By now you know the news that HBO will make a lot of its older content available to Amazon Prime subscribers starting May 21 as part of a lucrative deal. The network's current top-tier content, like Girls and Game of Thrones, will remain off-limits to non-subscribers. But a rich vault of quality premium television is suddenly being opened up to a huge base of viewers, a prospect both exciting and daunting.
It goes without saying that the "holy trinity" of HBO original programming—The Sopranos, Deadwood. and The Wire—are pretty much worth watching from start to finish. Yes, one could debate which season is the best of each (obviously the answer is five, two, and four, but feel free to fight me on that). But I'm going to give a blanket recommendation to those three shows. However, here are some gem seasons of other HBO shows (a few original films) to start off with when the archive goes live.
Six Feet Under: Season Two
Six Feet Under was all that in its early seasons, grabbing hauls of Emmy nominations and briefly convincing HBO to expand its original programming into a Monday night slot. (A plan it quickly undid). But in retrospect, it's a very flawed show filled with a lot of broad generalizations about the human condition and increasingly over-the-top plot twists. In short, it's an Alan Ball show, the most quintessential. But it really was firing on all cylinders for its second season, which charts Nate's battle with a medical diagnosis, Claire's final year in high school, and Brenda's descent into sex addiction. And the finale "The Last Time" is something else. Cheesiness aside, Six Feet Under was more compelling than anything when it was working.
Rome: Season One
Now that Game of Thrones is in its fourth season, we definitely can't say there won't ever be a TV show as epic as Rome. But there's still something special about Rome, especially that first season. A ridiculous, massively-budgeted retelling of the rise and fall of Caesar, it had a bunch of solid actors doing the best work of their lives (James Purefoy, Ciaran Hinds, Polly Walker, Kevin McKidd, Ray Stevenson) and ludicrous amounts of sex and violence, celebrating the Roman empire as a debauchery hall-of-fame. The second season came apart at the seams quickly, but Season One tells a complete story and it does it very nicely.
Hey, has anyone at a dinner party ever told you, with the fervor of a missionary who has walked a thousand miles through the desert, to check out Enlightened? "But I don't have HBO!" you protested, a flimsy excuse for missing out on one of TV's greatest, most underseen gems of recent years. Your excuses grow flimsier by the second. It is time. There are only 18 episodes. If enough of us watch it, maybe it can come back. Don't ask any more questions.

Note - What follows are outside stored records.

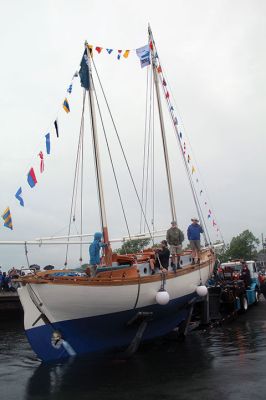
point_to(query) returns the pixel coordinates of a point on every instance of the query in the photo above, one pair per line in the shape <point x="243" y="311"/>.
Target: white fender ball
<point x="202" y="290"/>
<point x="162" y="297"/>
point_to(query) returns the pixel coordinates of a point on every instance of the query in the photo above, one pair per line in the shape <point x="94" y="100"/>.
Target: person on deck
<point x="94" y="249"/>
<point x="193" y="233"/>
<point x="175" y="238"/>
<point x="162" y="256"/>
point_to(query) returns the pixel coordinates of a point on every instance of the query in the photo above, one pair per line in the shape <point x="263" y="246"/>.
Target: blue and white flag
<point x="18" y="196"/>
<point x="144" y="55"/>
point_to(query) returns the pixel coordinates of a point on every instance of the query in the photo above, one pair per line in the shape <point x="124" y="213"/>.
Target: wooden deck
<point x="9" y="303"/>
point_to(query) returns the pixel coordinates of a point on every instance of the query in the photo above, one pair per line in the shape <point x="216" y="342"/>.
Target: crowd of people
<point x="174" y="238"/>
<point x="6" y="280"/>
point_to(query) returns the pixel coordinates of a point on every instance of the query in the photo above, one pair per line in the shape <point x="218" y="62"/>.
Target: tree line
<point x="241" y="246"/>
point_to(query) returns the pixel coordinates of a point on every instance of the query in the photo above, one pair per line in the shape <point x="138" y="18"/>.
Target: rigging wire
<point x="144" y="147"/>
<point x="122" y="149"/>
<point x="76" y="172"/>
<point x="112" y="164"/>
<point x="193" y="189"/>
<point x="153" y="164"/>
<point x="81" y="192"/>
<point x="148" y="148"/>
<point x="194" y="157"/>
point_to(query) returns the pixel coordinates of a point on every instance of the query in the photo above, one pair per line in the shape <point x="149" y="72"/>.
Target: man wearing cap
<point x="193" y="234"/>
<point x="175" y="237"/>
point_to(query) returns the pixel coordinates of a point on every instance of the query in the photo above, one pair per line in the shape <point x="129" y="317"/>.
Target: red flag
<point x="42" y="162"/>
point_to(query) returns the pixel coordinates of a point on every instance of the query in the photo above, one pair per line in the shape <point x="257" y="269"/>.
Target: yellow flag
<point x="126" y="53"/>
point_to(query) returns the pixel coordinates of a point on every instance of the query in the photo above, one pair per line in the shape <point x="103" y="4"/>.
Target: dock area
<point x="9" y="303"/>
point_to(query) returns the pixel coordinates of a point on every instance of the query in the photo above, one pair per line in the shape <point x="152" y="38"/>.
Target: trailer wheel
<point x="244" y="304"/>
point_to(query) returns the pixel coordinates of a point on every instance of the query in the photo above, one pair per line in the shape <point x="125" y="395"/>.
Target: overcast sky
<point x="213" y="54"/>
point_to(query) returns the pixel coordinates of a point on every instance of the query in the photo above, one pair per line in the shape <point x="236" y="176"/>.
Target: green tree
<point x="133" y="246"/>
<point x="242" y="246"/>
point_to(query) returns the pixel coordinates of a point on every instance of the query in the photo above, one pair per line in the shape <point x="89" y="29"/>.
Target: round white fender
<point x="202" y="290"/>
<point x="162" y="297"/>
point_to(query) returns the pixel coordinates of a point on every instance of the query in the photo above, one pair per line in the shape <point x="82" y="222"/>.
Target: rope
<point x="144" y="147"/>
<point x="26" y="254"/>
<point x="76" y="172"/>
<point x="81" y="192"/>
<point x="112" y="164"/>
<point x="122" y="149"/>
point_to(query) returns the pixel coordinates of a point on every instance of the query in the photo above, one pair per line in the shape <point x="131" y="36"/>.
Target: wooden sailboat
<point x="68" y="315"/>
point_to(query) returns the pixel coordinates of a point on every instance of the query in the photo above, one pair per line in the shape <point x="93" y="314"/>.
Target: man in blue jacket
<point x="193" y="233"/>
<point x="95" y="248"/>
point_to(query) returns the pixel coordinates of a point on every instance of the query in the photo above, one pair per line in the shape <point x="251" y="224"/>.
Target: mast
<point x="194" y="194"/>
<point x="166" y="158"/>
<point x="99" y="180"/>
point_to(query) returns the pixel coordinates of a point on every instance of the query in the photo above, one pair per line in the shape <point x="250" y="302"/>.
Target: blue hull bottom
<point x="105" y="332"/>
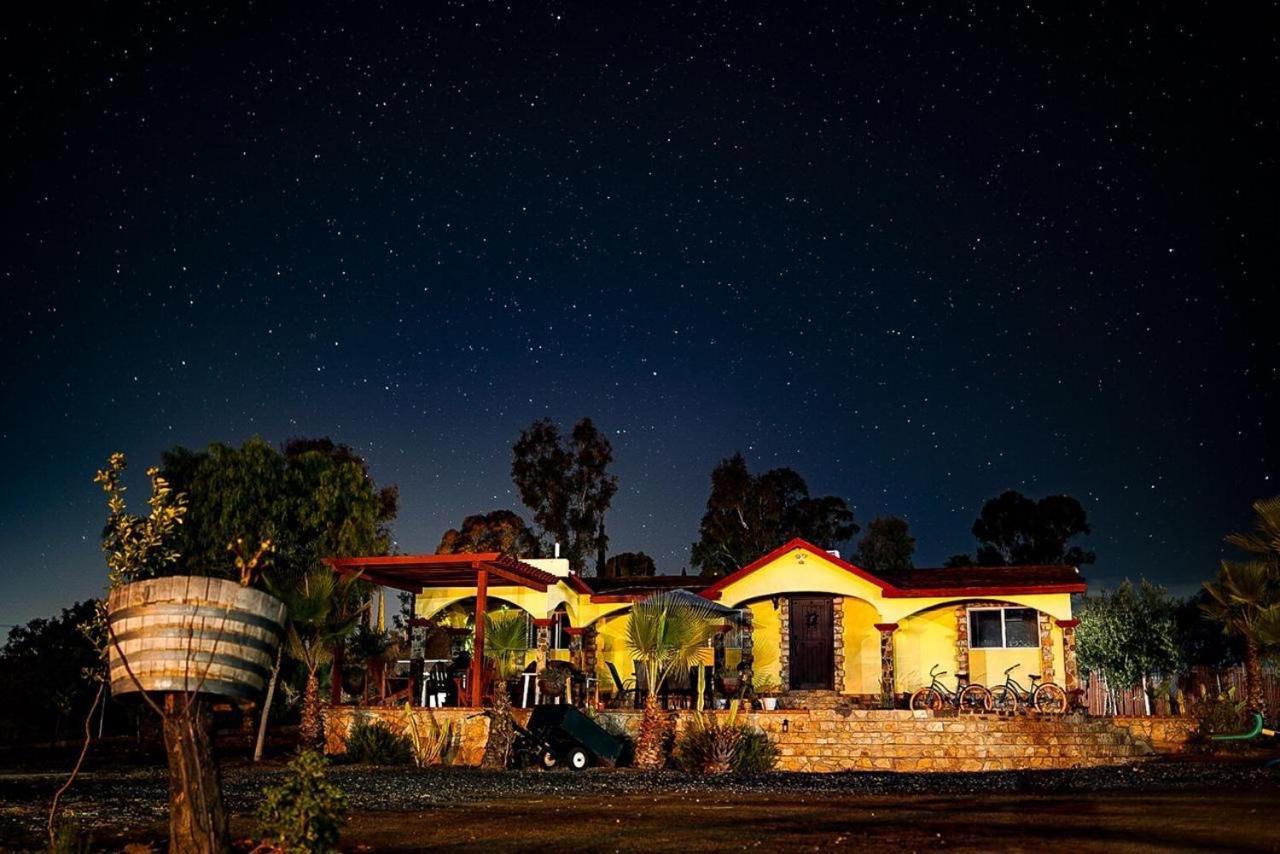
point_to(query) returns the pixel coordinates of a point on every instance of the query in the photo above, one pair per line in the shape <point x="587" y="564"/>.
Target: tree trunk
<point x="266" y="706"/>
<point x="1253" y="676"/>
<point x="197" y="821"/>
<point x="310" y="727"/>
<point x="649" y="753"/>
<point x="502" y="729"/>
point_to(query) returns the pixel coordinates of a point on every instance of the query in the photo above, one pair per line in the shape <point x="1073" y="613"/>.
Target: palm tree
<point x="664" y="633"/>
<point x="321" y="613"/>
<point x="1239" y="598"/>
<point x="1247" y="594"/>
<point x="506" y="636"/>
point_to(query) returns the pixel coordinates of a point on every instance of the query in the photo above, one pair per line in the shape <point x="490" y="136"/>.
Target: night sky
<point x="918" y="254"/>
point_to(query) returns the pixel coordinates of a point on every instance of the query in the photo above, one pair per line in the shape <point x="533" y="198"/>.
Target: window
<point x="1002" y="628"/>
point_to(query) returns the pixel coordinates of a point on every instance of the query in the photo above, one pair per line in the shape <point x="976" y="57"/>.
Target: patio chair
<point x="620" y="688"/>
<point x="679" y="686"/>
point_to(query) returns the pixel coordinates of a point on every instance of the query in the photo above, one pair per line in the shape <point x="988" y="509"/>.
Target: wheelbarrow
<point x="561" y="735"/>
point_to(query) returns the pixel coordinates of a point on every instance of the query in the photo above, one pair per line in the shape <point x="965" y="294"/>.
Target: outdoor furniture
<point x="620" y="688"/>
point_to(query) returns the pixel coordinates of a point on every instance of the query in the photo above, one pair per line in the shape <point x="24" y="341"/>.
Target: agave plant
<point x="664" y="631"/>
<point x="506" y="635"/>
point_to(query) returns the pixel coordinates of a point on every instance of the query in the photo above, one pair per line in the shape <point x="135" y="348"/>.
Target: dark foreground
<point x="1152" y="805"/>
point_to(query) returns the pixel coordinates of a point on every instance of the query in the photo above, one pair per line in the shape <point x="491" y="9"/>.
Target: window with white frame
<point x="1002" y="628"/>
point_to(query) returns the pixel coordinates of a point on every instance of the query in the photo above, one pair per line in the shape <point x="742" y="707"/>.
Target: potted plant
<point x="767" y="689"/>
<point x="177" y="640"/>
<point x="730" y="680"/>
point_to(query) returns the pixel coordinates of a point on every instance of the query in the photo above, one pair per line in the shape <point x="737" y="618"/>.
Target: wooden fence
<point x="1173" y="697"/>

Flight of the Conchords: Season One
Is this underrated? Probably not. Lots of people liked Flight of the Conchords when it aired, and the only reason it stopped airing was that the boys didn't want to do it anymore and had run out of original songs (which showed in Season Two). But even if you liked Conchords back in the day, it's time to revisit it and realize what a bulletproof comedy classic the first season is. Especially since we now have Broad City, another odd-couple show about life on the edge in New York City that's a worthy heir to the Conchords mantle.
Too Big to Fail
The "HBO Original Film About a Thing That Happened in the Recent Past" genre is largely overrated and exists only to collect Emmys for well-known stars. Things like Game Change, Recount, You Don't Know Jack, and others didn't even hold up for their first viewing. But Too Big To Fail, the chronicling of the 2008 financial downturn based on Aaron Ross Sorkin's bestseller, is actually still pretty good. Maybe it's just Curtis Hanson (a masterful director who has been slumming for over a decade now) recapturing his form. Maybe it's the typically star-studded cast, including James Woods, Paul Giamatti, William Hurt and Billy Crudup, who rarely get parts this meaty in film anymore. But this is the one HBO original film that's almost underrated.
When the Levees Broke
Yes, it's very long (more than four hours). Yes, much of it is very difficult to watch. But Spike Lee's detailed and sobering chronicling of Hurricane Katrina and its aftermath is some of his best work as a director and still stands as the definitive document of those events. It's well worth blocking off an evening for sometime.
What Isn't Mentioned?
Some really big shows like Sex and the City, Entourage, and Curb Your Enthusiasm aren't on this list, because HBO is keeping a tight rein on its content and won't give them away just yet. But what of its smaller, less-valued programs? Bored to Death, Carnivale, John from Cincinnati, and Luck are all waiting to be rediscovered as cult sensations by a whole new audience. When will that happen?